The remainder of the pipeline money, gained recently as the result of a 1994 lawsuit in which pipeline companies protested the amount of taxes they were required to pay, will go toward various purposes.
Of the $793,000 in the general fund, $150,000 has been designated for the bus purchase, $500,000 for future technology needs and $150,000 for the new salary schedule’s one-time conversion costs.
In District I, the capital project fund received $153,000 designated only for future use.
District II’s $311,000 was designated for the purchase of portable classroom buildings at Berwick High School and for future technology needs.
The board agreed to advertise for bids for both the buses and the portable buildings.
In other financial matters Thursday, the board received its audit with an unqualified opinion.
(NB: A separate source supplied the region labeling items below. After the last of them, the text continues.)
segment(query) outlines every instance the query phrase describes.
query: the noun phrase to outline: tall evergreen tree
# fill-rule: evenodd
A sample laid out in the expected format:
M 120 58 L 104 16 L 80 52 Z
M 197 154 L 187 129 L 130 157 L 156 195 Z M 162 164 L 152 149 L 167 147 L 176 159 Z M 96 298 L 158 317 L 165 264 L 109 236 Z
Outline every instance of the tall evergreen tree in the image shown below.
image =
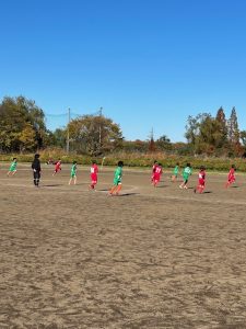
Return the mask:
M 215 120 L 219 124 L 216 147 L 223 148 L 227 145 L 227 122 L 222 106 L 218 110 Z
M 236 115 L 236 109 L 235 106 L 232 109 L 230 120 L 227 122 L 227 136 L 229 141 L 232 145 L 239 144 L 239 128 L 238 128 L 238 122 L 237 122 L 237 115 Z
M 241 132 L 238 127 L 235 106 L 232 109 L 231 116 L 227 122 L 227 136 L 229 136 L 231 152 L 233 155 L 238 155 L 241 151 L 241 143 L 239 143 Z

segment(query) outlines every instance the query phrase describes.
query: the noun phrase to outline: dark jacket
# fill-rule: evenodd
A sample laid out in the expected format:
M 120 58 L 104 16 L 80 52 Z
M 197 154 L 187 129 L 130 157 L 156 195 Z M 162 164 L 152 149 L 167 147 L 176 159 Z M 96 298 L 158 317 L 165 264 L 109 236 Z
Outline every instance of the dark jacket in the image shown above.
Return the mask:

The only significant deficiency that was found concerned internal control problems having to do with problems discovered earlier this year at Berwick Elementary School.
The condition, as stated in the audit, was “lack of principal oversight of the accounting for school activity funds at (Berwick Elementary) allowed for the misappropriation of the school’s funds by an employee of the school.”
Management’s plan to correct the finding is to update the school activity fund policy manual to include additional procedures for the funds.
Additionally, increased school audits will be randomly scheduled at the rate of every school being audited on a four-year rotation. Additional audits may be conducted as necessary, and individual accounts, fundraisers and athletic event collections may be audited on a random basis with no advance notice.
Finally, sales tax collections for the year to date are 12.5 percent above budget predictions, Perry said.
Actual collections are $7.52 million as compared to a budget of $6.68 million through November. The amount is 9 percent higher than the same period in 2011.